After reviewing the preliminary 2013 budget earlier this week, the five men took turns agreeing that the county can find another way to close a projected gap.
The county must adopt the 2013 millage rate by July 31, and approve a balanced budget by year’s end.
The anticipated revenues in 2013 are projected to total about $90 million, but the proposed expenditures so far amount to about $91.6 million.
David Gruen, county finance director, said during a meeting Tuesday that budget requests to maintain the same levels of service in 2013 total about $90.2 million.
The addition of a third Superior Court judge, a half year of operating a fourth library branch and nearly $500,000 in recommended new items for funding bring that total to the $91.6 estimation, Gruen said.
“If all those items are included in this budget,” he said, “the county will need $1.5 million in funding or cuts.”

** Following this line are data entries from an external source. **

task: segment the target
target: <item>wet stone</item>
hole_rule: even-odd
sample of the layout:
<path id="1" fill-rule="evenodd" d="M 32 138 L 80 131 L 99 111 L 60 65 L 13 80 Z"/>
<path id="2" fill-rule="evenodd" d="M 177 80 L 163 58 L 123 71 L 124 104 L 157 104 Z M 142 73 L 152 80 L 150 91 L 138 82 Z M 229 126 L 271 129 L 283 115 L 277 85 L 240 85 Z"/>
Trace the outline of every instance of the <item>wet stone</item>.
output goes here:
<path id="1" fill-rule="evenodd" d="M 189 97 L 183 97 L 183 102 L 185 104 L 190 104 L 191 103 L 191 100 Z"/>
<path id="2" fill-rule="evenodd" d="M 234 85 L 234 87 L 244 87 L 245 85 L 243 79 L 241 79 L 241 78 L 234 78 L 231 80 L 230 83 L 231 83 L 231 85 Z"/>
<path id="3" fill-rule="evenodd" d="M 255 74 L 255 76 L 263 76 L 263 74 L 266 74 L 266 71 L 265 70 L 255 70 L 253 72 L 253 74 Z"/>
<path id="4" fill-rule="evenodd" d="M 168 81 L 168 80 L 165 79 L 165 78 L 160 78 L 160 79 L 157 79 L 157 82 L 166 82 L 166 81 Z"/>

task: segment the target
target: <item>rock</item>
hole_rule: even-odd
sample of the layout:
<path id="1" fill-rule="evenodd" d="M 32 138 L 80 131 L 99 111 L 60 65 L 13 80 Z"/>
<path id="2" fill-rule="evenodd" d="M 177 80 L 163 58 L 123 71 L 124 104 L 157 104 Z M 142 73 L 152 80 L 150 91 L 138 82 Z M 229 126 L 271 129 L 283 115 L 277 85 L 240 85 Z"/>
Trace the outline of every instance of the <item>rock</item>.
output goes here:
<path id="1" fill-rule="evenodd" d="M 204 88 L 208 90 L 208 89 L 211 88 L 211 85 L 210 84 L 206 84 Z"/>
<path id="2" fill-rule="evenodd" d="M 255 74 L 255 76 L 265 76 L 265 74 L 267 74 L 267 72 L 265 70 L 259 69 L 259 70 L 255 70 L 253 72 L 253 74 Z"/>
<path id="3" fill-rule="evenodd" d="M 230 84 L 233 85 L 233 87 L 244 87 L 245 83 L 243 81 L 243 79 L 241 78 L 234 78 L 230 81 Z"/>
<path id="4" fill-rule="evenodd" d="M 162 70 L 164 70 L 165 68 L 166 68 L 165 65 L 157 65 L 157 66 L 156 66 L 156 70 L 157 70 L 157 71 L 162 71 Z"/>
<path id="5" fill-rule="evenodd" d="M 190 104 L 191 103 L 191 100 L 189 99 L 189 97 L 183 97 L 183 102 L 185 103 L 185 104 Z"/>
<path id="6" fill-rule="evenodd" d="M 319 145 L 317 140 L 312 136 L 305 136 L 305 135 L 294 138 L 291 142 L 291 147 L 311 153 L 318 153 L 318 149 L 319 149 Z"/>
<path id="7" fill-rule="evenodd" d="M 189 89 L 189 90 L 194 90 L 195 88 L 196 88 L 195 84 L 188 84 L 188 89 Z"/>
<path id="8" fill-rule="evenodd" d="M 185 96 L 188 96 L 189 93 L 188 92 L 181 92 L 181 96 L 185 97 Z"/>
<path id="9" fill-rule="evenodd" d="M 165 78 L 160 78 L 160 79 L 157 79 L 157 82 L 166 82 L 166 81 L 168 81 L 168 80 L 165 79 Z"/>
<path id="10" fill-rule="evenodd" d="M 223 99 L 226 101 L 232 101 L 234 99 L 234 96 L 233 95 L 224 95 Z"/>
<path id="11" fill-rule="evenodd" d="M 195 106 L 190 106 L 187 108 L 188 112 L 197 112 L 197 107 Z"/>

On the revenue side, the final tax digest isn’t set, but officials anticipate a 1 percent drop from 2012, Gruen said.
Commissioner Patrick Bell suggested the commission review the preliminary budget and notify staff of possible places to close the gap by the end of next week.
“The bottom line is we’ve got to find that $1.5 million somewhere because I don’t think there’s going to be a millage increase this year,” Bell said.

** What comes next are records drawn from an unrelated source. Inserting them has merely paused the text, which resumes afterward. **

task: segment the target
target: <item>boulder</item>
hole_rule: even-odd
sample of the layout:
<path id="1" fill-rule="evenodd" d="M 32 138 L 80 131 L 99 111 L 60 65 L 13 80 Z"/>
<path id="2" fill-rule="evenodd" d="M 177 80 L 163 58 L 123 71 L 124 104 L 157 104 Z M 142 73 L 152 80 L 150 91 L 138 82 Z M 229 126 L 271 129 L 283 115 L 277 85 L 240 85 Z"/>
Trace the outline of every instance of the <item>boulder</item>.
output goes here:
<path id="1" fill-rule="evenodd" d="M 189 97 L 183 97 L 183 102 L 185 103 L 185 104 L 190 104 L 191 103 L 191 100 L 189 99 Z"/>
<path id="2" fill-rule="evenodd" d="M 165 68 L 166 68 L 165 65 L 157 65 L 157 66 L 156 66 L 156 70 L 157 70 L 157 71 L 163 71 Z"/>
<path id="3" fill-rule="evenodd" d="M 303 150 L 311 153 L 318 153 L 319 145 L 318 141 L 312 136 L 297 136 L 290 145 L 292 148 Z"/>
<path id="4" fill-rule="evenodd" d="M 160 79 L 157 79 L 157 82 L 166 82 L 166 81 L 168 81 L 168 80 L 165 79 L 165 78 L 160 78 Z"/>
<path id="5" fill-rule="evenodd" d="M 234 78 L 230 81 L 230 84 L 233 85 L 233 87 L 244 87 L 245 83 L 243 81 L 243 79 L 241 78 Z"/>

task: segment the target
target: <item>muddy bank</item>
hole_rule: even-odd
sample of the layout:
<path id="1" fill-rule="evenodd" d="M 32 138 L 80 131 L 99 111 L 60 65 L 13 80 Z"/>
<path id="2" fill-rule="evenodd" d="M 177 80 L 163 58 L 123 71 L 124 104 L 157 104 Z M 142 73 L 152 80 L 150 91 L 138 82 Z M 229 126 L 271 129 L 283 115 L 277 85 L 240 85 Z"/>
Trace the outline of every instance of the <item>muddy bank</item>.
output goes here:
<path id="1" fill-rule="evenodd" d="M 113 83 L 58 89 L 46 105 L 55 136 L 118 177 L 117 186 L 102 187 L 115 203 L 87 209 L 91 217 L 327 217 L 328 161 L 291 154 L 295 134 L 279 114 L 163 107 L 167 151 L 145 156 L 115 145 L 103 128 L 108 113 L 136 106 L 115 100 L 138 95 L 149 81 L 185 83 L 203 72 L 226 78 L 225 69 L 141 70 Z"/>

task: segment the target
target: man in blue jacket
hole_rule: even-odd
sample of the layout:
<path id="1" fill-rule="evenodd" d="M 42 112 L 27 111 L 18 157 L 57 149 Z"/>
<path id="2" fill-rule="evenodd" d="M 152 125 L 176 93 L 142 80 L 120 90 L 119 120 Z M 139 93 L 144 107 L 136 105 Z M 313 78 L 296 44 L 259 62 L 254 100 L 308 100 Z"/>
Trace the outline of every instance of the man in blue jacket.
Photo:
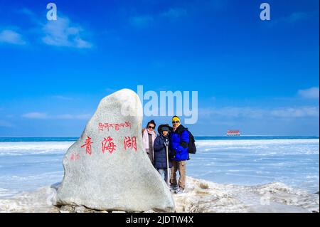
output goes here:
<path id="1" fill-rule="evenodd" d="M 172 163 L 170 188 L 174 189 L 176 194 L 182 194 L 186 186 L 186 164 L 188 157 L 189 133 L 181 125 L 177 116 L 172 117 L 172 132 L 170 133 Z M 177 170 L 179 171 L 178 185 L 176 181 Z"/>

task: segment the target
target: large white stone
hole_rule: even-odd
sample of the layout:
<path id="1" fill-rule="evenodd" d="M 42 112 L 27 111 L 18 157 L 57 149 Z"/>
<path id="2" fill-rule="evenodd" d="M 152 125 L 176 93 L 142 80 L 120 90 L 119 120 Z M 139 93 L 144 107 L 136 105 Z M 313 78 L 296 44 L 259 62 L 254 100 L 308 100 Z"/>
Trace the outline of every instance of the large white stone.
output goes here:
<path id="1" fill-rule="evenodd" d="M 142 120 L 142 106 L 134 91 L 123 89 L 103 98 L 63 158 L 65 174 L 57 204 L 107 211 L 174 211 L 172 195 L 144 152 Z M 131 146 L 124 145 L 128 137 Z M 108 147 L 112 142 L 114 150 Z"/>

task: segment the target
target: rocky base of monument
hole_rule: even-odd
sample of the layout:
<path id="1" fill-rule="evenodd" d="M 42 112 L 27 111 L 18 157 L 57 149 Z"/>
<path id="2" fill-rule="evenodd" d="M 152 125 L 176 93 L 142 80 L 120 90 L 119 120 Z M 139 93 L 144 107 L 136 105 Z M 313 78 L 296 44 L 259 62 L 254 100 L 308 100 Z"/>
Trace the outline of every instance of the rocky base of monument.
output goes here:
<path id="1" fill-rule="evenodd" d="M 0 199 L 0 212 L 124 213 L 85 206 L 53 206 L 56 186 Z M 187 177 L 186 193 L 173 194 L 175 212 L 318 212 L 319 196 L 281 183 L 245 186 L 219 184 Z M 151 213 L 149 210 L 144 212 Z"/>

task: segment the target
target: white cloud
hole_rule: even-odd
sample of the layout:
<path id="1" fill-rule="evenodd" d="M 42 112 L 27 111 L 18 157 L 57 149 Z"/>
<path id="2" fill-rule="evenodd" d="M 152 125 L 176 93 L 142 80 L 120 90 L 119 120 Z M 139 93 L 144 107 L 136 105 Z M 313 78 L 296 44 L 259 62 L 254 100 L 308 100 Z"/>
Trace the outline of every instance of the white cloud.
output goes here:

County Manager Doug Derrer said if the commission doesn’t anticipate a millage rate change then staff and the finance committee “have our marching orders.”
“We can go back and tweak again as many times as it takes to refine that number and bring what we consider a balanced budget back to the board on [June] 26,” Derrer said.
One area the commission could consider is benefits to employees.
The county contribution to 401k funds was reduced to 3 percent the past two years from the previous 5 percent.
Increasing that contribution by 2 percent again would cost nearly $1.2 million in the general fund.
Commissioners also have the option to grant merit raises based on performance.
That cost to the general fund would be $384,000 for a 1 percent allowance, $767,000 for 2 percent or $1.15 million for 3 percent.
Last year, the commission opted for a cost-of-living adjustment rather than return the 401k contribution to 5 percent.
The preliminary budget may appear smaller than the 2012 approved amount of about $92.4 million, but the dollar figures can’t be directly compared due to some changes in the accounting practices of the budget for 2013.
In comparison to the 2012 budget, the 2013 total is nearly 4 percent higher, Gruen said, using adjusted figures of about $93.4 million for 2012 and nearly $97 million for 2013.
The adjustments to the budget shifted three internal service funds from individual department or office budgets into the main account for reporting, he said.
That has caused the percent change column for increases or decreases over the previous year to be “not as meaningful” in terms of whether a department’s budget has grown or shrunk, Gruen said.
The accounting has also changed in creating a separate grant fund to track those contributions and required funding matches, which total nearly $1.2 million.
Thirdly, an insurance premium tax fund has removed about $6.9 million from the general fund.